You can listen to the podcast online or download it or, if you prefer, you can read the edited transcript that I have provided below.
Howard F Kline [00:01:29] Let me also take this opportunity to tell you a little bit about Adam, because he is not only personable and smart, but he has the experience and credibility of a person that we should listen to. Adam is the founder and CEO of DLC Management, which he founded in 1991. DLC is a billion-dollar company that he founded, that operates retail real estate and is one of the most active acquirers of assets with value added potential. Adam is also a member of the Board of Trustees of the International Council of Shopping Centers and a member of the Executive Board of ICSC, among his many other positions, if you want to know more about Adam. You can go to his website at dlcmgmt.com.
Adam Ifshin [00:04:06] When I started DLC, I was the youngest person at DLC. I was 24 1/2. There were only three of us. I was the only person under 50, for the longest time until Daniel, my cousin came in 96. Daniel is now our president. At this convention, I actually sent everybody, who came out here, a two page note about what it was like to come here in 1992 when I was completely broke and spent the last of the money I had in my bank account on airfare.

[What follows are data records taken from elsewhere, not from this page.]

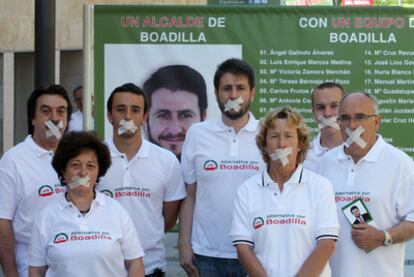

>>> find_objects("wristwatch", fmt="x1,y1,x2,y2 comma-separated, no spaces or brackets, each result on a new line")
383,230,393,247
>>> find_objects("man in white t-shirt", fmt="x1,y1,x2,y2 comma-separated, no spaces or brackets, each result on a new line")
317,93,414,277
97,83,186,277
303,82,345,170
0,85,72,276
179,59,264,276
69,86,94,131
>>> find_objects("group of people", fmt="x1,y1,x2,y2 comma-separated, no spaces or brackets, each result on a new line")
0,59,414,277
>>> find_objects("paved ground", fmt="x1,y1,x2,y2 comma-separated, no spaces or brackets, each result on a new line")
0,233,187,277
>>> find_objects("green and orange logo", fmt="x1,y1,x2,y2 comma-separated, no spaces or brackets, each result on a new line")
39,185,53,197
53,233,69,244
204,160,218,171
253,217,264,229
101,189,114,198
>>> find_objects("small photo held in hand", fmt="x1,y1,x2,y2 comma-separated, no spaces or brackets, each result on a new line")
342,198,373,225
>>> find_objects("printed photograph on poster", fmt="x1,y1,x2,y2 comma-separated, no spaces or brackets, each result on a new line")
105,44,242,158
342,198,373,225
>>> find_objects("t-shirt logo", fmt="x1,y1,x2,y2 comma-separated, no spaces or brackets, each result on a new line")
253,217,264,229
53,233,69,244
204,160,218,171
39,185,53,197
101,189,114,198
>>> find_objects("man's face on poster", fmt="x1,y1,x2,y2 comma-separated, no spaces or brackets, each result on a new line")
351,208,361,218
148,88,205,158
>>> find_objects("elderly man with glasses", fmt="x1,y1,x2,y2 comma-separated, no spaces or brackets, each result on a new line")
317,92,414,277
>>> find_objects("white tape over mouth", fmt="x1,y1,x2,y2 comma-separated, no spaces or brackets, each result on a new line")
270,147,292,166
345,126,367,148
118,119,138,135
318,114,339,130
68,175,91,189
45,120,63,139
224,96,244,112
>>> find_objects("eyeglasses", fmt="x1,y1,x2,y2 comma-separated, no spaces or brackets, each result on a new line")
337,114,378,125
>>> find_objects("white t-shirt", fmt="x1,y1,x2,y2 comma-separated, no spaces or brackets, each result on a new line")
29,192,144,277
181,113,265,259
303,133,330,171
69,110,95,131
69,110,83,131
230,165,339,276
318,135,414,277
97,140,186,274
0,135,66,276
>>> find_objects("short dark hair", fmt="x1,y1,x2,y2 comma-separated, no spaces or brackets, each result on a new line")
72,85,83,96
27,85,73,135
106,83,148,113
350,206,359,213
52,131,111,181
311,82,345,107
214,58,255,90
143,65,207,113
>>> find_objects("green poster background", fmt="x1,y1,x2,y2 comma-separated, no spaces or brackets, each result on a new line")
94,5,414,156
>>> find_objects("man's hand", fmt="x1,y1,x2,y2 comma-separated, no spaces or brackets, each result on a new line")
179,243,199,277
351,223,385,251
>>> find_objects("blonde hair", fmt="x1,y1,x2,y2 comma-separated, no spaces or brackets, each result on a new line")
256,106,309,165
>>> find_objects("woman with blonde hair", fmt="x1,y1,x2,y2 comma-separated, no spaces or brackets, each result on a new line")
230,107,339,277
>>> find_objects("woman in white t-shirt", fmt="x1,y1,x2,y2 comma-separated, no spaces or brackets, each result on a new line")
29,132,144,277
230,107,339,277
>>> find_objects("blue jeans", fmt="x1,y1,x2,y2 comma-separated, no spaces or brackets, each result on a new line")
195,254,247,277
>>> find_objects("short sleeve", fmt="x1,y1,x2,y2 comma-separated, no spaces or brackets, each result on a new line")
230,182,254,246
0,156,18,220
181,125,197,184
315,176,339,240
116,203,144,260
395,160,414,221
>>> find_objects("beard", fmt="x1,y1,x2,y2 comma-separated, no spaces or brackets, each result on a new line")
147,124,186,160
218,100,250,120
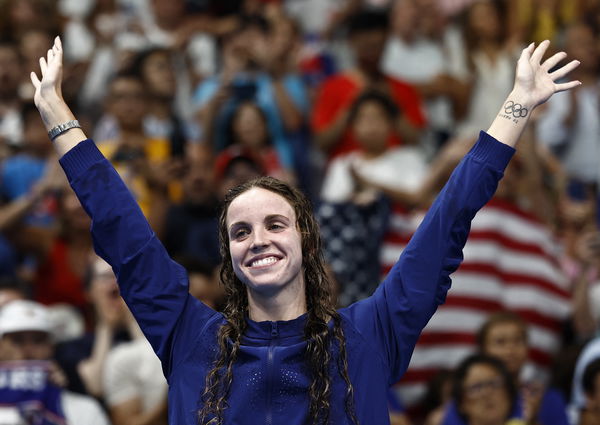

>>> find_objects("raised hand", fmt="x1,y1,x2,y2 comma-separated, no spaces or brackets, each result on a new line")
513,40,581,109
30,37,63,121
30,37,86,156
487,40,581,147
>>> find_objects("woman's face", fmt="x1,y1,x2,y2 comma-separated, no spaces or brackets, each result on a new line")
142,52,175,98
226,187,304,299
233,103,267,149
353,101,392,154
483,322,528,376
460,363,511,425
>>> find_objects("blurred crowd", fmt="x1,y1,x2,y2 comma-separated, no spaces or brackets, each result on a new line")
0,0,600,425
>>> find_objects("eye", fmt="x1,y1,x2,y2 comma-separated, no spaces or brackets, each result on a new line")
233,227,250,240
267,222,285,231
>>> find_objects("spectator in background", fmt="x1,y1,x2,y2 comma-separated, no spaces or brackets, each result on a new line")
0,40,23,151
195,16,308,174
102,336,167,425
452,354,530,425
312,11,425,158
177,257,225,311
456,0,522,140
215,100,296,184
477,312,569,425
152,145,221,267
132,48,200,156
0,300,109,425
441,312,569,425
317,91,426,306
0,276,31,308
0,103,57,227
569,337,600,424
382,0,469,149
0,0,59,40
97,73,180,216
577,358,600,425
0,171,92,310
537,22,600,195
56,255,141,399
215,149,265,199
558,184,600,345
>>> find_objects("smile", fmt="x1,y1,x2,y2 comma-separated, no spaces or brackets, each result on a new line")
250,257,279,267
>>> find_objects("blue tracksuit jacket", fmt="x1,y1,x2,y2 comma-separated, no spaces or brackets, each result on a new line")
61,132,514,425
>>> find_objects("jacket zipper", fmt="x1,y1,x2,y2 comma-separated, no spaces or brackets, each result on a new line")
266,322,279,425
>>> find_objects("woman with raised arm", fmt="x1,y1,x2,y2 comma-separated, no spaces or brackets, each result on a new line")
31,39,579,425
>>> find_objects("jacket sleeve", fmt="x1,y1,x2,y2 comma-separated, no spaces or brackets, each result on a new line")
60,139,217,376
345,132,514,384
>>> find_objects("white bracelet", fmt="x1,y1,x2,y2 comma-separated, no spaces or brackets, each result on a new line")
48,120,81,141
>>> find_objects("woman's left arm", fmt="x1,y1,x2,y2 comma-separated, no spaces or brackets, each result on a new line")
350,42,579,383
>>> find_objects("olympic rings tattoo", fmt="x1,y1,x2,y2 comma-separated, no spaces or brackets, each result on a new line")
504,100,529,118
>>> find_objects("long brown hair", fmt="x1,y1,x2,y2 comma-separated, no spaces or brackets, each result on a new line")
198,177,358,425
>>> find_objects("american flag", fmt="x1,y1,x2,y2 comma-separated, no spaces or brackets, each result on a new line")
382,198,571,407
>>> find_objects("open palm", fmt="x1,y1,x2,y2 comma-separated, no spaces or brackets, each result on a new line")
30,37,63,111
514,40,580,107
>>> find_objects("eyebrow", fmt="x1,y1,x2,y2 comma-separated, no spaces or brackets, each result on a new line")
229,214,290,231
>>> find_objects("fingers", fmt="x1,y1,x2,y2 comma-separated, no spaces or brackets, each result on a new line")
550,60,581,81
40,57,48,78
542,52,567,71
550,60,581,81
29,71,42,90
519,43,535,61
531,40,550,65
554,80,581,93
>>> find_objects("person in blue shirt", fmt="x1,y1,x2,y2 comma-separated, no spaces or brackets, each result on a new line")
31,38,580,425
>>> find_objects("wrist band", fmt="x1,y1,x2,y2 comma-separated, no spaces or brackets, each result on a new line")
48,120,81,141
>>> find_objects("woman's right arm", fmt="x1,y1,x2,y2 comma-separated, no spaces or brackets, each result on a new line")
31,37,216,369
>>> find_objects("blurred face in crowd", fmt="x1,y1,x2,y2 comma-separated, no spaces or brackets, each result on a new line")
19,30,52,73
350,28,387,73
483,321,528,377
585,373,600,415
459,363,511,425
0,331,54,361
269,19,297,61
352,101,393,155
8,0,44,28
152,0,185,30
0,288,25,308
0,45,22,100
233,102,267,149
219,157,262,198
142,51,176,99
182,149,214,204
390,0,419,39
109,77,147,131
565,24,599,72
467,1,501,41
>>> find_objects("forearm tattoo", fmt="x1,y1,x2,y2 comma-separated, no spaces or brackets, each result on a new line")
499,100,529,123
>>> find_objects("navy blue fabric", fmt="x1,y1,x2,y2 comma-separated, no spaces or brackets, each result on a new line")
61,133,514,425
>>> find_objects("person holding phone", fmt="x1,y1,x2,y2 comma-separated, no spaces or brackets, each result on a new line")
31,38,580,425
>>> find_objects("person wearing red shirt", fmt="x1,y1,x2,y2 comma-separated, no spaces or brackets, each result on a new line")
312,11,426,158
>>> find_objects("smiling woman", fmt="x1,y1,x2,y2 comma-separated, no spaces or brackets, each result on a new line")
31,38,579,425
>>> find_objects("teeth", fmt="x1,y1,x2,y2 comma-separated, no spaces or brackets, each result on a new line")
252,257,277,267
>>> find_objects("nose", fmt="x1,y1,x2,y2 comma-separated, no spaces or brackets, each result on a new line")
250,229,269,251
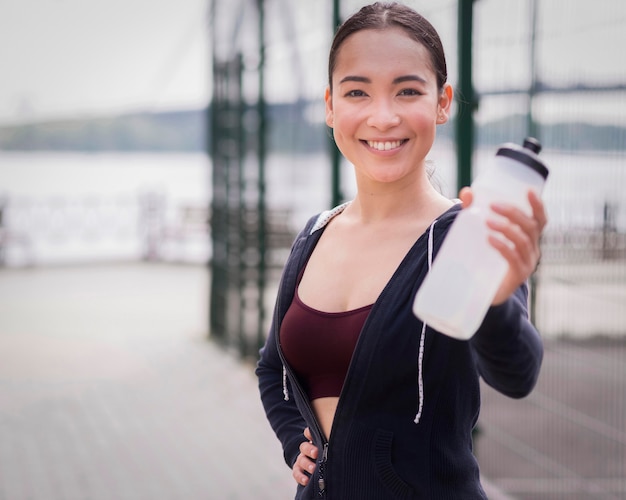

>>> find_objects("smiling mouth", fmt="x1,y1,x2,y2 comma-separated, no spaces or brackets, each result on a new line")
364,139,407,151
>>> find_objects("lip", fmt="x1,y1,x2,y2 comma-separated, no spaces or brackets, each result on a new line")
361,139,408,153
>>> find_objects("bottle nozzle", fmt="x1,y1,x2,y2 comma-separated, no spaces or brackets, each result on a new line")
524,137,541,154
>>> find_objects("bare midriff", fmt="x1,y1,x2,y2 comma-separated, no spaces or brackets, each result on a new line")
311,397,339,439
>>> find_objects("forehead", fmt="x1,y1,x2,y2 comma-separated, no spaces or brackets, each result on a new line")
333,28,433,79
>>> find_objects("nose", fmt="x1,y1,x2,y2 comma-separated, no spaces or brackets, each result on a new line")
367,99,400,130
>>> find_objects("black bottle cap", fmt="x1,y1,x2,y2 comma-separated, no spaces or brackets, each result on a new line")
496,137,549,179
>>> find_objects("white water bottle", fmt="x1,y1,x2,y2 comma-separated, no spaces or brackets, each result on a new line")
413,138,548,340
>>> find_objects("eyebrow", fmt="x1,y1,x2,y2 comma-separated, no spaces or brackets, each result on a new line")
339,75,427,85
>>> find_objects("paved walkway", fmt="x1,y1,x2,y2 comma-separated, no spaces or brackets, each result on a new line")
0,265,294,500
0,264,626,500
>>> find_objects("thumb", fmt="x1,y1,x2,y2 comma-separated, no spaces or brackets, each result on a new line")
459,186,474,208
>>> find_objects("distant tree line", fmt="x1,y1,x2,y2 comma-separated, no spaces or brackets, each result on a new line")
0,102,626,153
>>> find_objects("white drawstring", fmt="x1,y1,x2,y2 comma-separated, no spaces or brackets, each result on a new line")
414,220,437,424
283,365,289,401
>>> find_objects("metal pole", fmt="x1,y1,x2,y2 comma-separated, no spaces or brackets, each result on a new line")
527,0,539,139
456,0,478,189
257,0,267,349
328,0,343,207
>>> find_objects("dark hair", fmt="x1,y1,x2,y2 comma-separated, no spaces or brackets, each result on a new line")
328,2,448,91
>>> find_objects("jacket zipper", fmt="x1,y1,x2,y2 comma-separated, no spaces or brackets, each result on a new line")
317,443,328,498
276,316,328,498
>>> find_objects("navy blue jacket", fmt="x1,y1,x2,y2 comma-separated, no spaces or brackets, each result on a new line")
256,205,543,500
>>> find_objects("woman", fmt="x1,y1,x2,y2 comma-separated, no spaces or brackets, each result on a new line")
257,3,546,500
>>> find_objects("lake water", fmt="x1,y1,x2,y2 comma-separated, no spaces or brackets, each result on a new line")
0,144,626,265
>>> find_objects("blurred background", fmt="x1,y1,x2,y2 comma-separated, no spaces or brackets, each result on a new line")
0,0,626,500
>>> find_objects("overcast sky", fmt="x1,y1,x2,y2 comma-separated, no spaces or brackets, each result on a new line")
0,0,210,123
0,0,626,124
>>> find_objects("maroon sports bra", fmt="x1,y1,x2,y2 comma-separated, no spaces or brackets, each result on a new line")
280,271,372,400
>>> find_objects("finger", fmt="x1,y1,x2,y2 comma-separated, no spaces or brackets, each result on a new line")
489,203,543,241
528,191,548,231
300,441,318,460
304,427,313,441
291,455,309,486
459,186,474,208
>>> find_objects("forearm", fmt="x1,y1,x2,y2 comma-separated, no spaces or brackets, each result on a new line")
471,285,543,398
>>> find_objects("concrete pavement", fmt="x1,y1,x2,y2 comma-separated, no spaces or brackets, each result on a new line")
0,265,294,500
0,264,626,500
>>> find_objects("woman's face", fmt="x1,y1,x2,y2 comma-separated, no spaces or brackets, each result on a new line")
326,28,452,186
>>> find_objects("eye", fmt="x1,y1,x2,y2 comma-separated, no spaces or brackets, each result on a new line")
346,90,367,97
398,89,422,96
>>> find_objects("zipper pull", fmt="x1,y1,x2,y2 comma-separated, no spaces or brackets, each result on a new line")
317,443,328,497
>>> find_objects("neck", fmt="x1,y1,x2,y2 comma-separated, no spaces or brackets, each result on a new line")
346,176,452,224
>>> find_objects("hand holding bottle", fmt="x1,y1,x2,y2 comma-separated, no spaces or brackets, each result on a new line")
459,187,547,305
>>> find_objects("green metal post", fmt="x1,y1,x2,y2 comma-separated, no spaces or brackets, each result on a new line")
456,0,478,189
527,0,539,139
257,0,267,349
328,0,344,207
527,0,539,321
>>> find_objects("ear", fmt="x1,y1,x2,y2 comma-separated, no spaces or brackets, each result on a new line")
324,87,335,128
437,83,454,125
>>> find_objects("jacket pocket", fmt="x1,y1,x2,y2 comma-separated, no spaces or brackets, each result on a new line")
373,429,416,500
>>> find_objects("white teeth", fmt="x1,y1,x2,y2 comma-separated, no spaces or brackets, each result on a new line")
367,141,402,151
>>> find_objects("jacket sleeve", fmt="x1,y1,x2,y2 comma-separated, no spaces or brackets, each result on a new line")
470,284,543,398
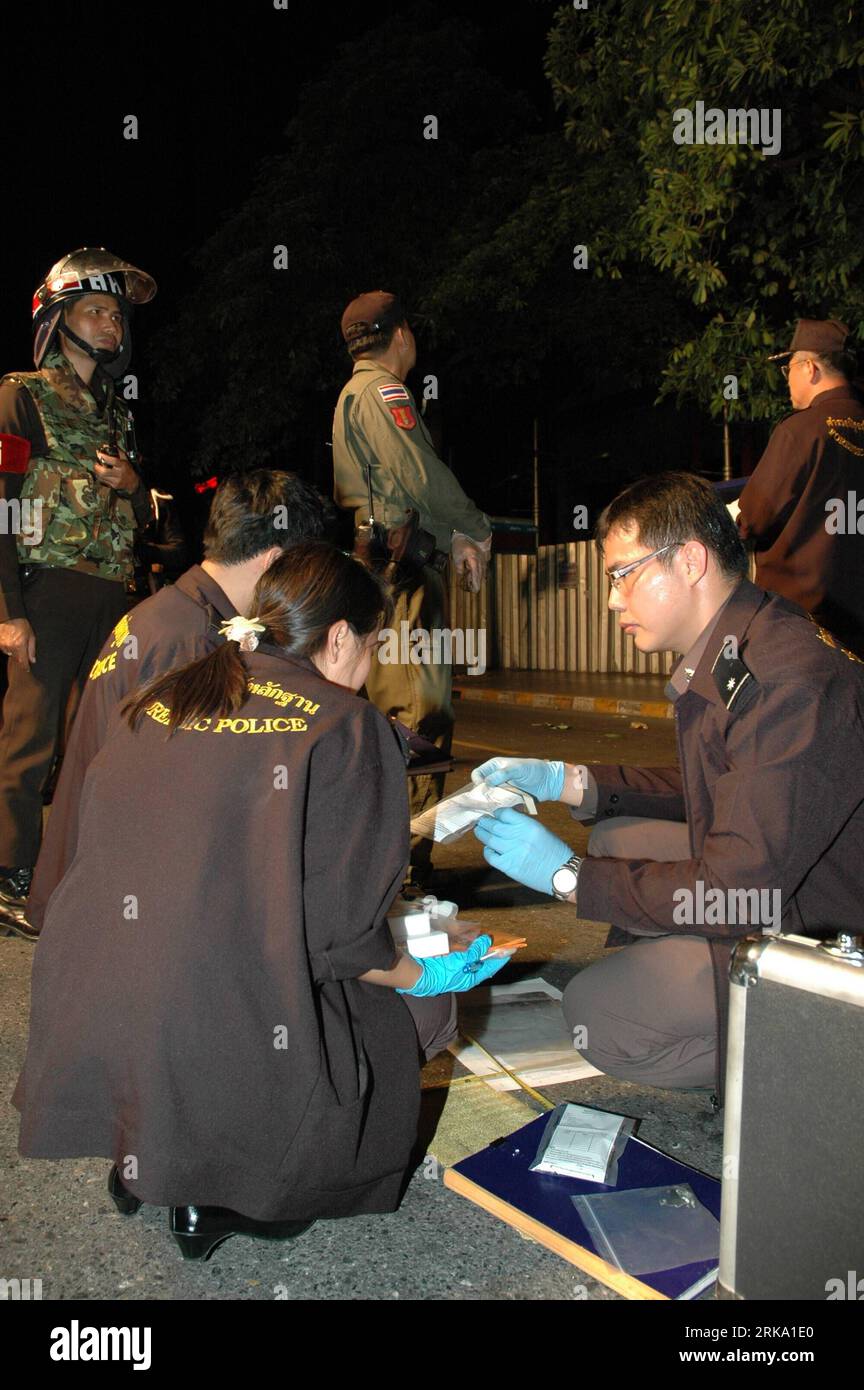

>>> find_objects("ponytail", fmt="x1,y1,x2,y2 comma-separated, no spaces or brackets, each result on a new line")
122,642,249,735
122,541,393,734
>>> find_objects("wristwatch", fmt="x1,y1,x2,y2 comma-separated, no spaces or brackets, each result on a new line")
551,855,582,902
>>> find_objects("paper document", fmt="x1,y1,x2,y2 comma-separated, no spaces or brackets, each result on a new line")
411,781,538,845
449,980,600,1091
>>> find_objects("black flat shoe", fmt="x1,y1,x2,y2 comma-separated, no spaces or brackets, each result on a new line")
168,1207,314,1259
108,1163,142,1216
0,869,39,941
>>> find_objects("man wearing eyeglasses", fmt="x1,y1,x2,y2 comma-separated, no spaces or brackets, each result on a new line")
472,473,864,1097
738,318,864,656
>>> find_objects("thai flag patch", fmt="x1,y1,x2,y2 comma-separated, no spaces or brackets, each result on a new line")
378,386,411,406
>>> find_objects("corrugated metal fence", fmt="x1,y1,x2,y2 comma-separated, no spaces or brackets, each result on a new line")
450,541,675,676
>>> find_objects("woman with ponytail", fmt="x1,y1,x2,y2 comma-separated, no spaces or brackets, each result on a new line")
14,541,506,1258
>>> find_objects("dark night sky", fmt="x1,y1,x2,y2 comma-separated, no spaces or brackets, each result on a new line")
0,0,554,372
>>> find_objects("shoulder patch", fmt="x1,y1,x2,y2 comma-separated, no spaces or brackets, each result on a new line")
808,613,864,666
711,648,756,709
389,406,417,430
0,434,31,473
378,381,411,406
825,416,864,459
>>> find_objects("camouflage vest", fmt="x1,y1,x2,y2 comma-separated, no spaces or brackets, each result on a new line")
4,349,135,580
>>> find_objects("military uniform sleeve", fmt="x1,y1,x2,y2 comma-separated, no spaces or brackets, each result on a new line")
572,763,686,820
0,381,47,623
303,699,408,984
738,416,820,550
576,682,861,938
351,382,492,552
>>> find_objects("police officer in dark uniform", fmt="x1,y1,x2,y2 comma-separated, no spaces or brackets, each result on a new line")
738,318,864,656
474,473,864,1095
0,247,156,935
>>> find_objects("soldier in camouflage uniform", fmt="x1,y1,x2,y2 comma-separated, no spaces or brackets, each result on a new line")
0,247,156,935
333,291,492,888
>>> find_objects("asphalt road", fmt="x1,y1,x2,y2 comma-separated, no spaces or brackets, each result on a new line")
0,703,722,1301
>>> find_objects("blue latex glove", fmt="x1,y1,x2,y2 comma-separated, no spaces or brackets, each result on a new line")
471,758,564,801
474,806,572,895
396,937,510,999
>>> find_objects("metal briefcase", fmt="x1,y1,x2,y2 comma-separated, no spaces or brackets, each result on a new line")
717,935,864,1300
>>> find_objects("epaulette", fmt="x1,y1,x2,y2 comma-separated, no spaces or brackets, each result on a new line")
807,613,864,666
711,644,756,709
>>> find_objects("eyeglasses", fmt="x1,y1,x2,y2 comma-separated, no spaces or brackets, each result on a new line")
606,541,683,589
781,357,813,381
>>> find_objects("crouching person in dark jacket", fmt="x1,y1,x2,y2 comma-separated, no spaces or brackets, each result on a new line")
14,542,506,1258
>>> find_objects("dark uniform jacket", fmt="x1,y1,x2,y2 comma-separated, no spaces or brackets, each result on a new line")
28,564,236,927
578,580,864,1094
738,385,864,655
14,645,419,1219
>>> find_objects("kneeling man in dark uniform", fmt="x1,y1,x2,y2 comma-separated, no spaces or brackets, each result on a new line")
472,473,864,1097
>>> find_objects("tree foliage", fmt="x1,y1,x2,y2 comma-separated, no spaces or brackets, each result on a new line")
546,0,864,418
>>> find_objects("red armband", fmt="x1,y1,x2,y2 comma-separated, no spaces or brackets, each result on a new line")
0,434,31,473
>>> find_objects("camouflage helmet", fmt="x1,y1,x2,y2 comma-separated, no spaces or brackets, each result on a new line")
33,246,156,377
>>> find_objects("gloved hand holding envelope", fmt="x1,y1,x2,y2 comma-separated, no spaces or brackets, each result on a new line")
411,781,538,845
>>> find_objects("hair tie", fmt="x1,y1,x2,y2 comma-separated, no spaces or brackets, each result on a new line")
219,617,267,652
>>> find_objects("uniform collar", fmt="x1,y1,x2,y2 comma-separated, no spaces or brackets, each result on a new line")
39,346,107,413
351,357,404,386
667,580,768,705
175,564,239,619
792,381,861,416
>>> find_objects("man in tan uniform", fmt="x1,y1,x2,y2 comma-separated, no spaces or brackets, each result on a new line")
333,291,492,885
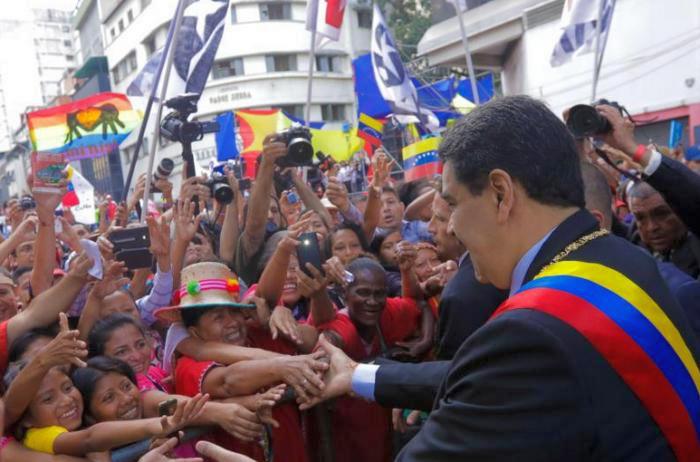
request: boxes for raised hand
[268,306,303,345]
[90,261,129,300]
[297,263,329,298]
[276,351,328,403]
[159,393,209,438]
[146,216,170,258]
[173,199,202,242]
[396,241,418,271]
[36,313,88,370]
[326,176,350,212]
[299,335,357,411]
[138,437,202,462]
[195,441,255,462]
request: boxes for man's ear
[588,209,604,228]
[486,168,515,223]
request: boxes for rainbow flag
[491,260,700,462]
[401,137,442,181]
[27,93,141,162]
[357,114,384,148]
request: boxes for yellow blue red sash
[491,261,700,462]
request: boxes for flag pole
[139,0,185,223]
[591,0,615,102]
[454,0,481,105]
[124,0,185,199]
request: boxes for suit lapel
[523,209,600,285]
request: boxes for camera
[204,172,233,204]
[19,196,36,210]
[160,93,219,143]
[277,124,314,167]
[566,99,625,138]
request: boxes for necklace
[540,229,610,273]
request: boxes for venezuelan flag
[357,114,384,148]
[402,137,442,181]
[491,260,700,462]
[27,93,141,161]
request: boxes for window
[265,55,297,72]
[316,55,340,72]
[231,5,238,24]
[260,2,292,21]
[280,104,304,119]
[211,58,243,79]
[357,10,372,29]
[143,34,156,58]
[321,104,345,121]
[112,51,138,85]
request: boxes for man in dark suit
[312,96,700,461]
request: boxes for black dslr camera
[277,124,314,168]
[566,99,627,138]
[160,93,219,144]
[204,172,233,204]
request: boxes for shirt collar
[508,226,556,297]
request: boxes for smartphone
[158,398,177,417]
[109,226,153,270]
[297,233,324,277]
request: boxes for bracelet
[632,144,647,163]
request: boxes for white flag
[306,0,347,42]
[550,0,615,67]
[371,3,437,127]
[126,0,229,98]
[70,169,97,225]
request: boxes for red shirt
[0,321,10,375]
[175,327,308,462]
[319,297,421,462]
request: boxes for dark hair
[324,221,369,258]
[180,308,206,328]
[7,326,57,363]
[347,257,386,286]
[88,313,146,356]
[369,229,401,270]
[440,96,585,208]
[399,178,432,207]
[71,356,137,414]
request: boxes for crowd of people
[0,97,700,462]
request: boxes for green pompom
[187,281,199,296]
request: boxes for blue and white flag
[371,3,437,128]
[550,0,615,67]
[126,0,229,99]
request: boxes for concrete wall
[503,0,700,123]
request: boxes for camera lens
[566,104,612,138]
[211,183,233,204]
[153,157,175,180]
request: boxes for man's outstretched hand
[299,335,357,411]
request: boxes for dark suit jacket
[375,211,700,462]
[436,255,508,360]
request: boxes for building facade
[0,0,75,151]
[99,0,371,189]
[418,0,700,146]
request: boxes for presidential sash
[491,261,700,462]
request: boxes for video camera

EVERYBODY STARTS SOMEWHERE
Howard F Kline [00:04:47] Let’s talk a little bit about that, because people don’t understand that everybody starts somewhere. I moved back to New York in 83′. Before I moved back I had been general counsel for Big Supermarkets in San Diego. After moving back, I was unemployed for six months and then I tried to become a broker. It takes a while in New York City to make money. It just doesn’t happen overnight. I can remember times, when I lived in Astoria when I would take my change from my change draw to get enough money to take the subway to get to work. I worked in the Helmsley building in Manhattan. There was no doubt that it was a struggle.
Adam Ifshin [00:05:33] I grew up in a brokerage family. My father went in the real estate business as a commercial real estate broker. You always knew exactly where you stood. You knew more about your father’s bank account when you were eight years old than any dad who did anything else, because it was directly a ratio of what your mother could put on for food on the table.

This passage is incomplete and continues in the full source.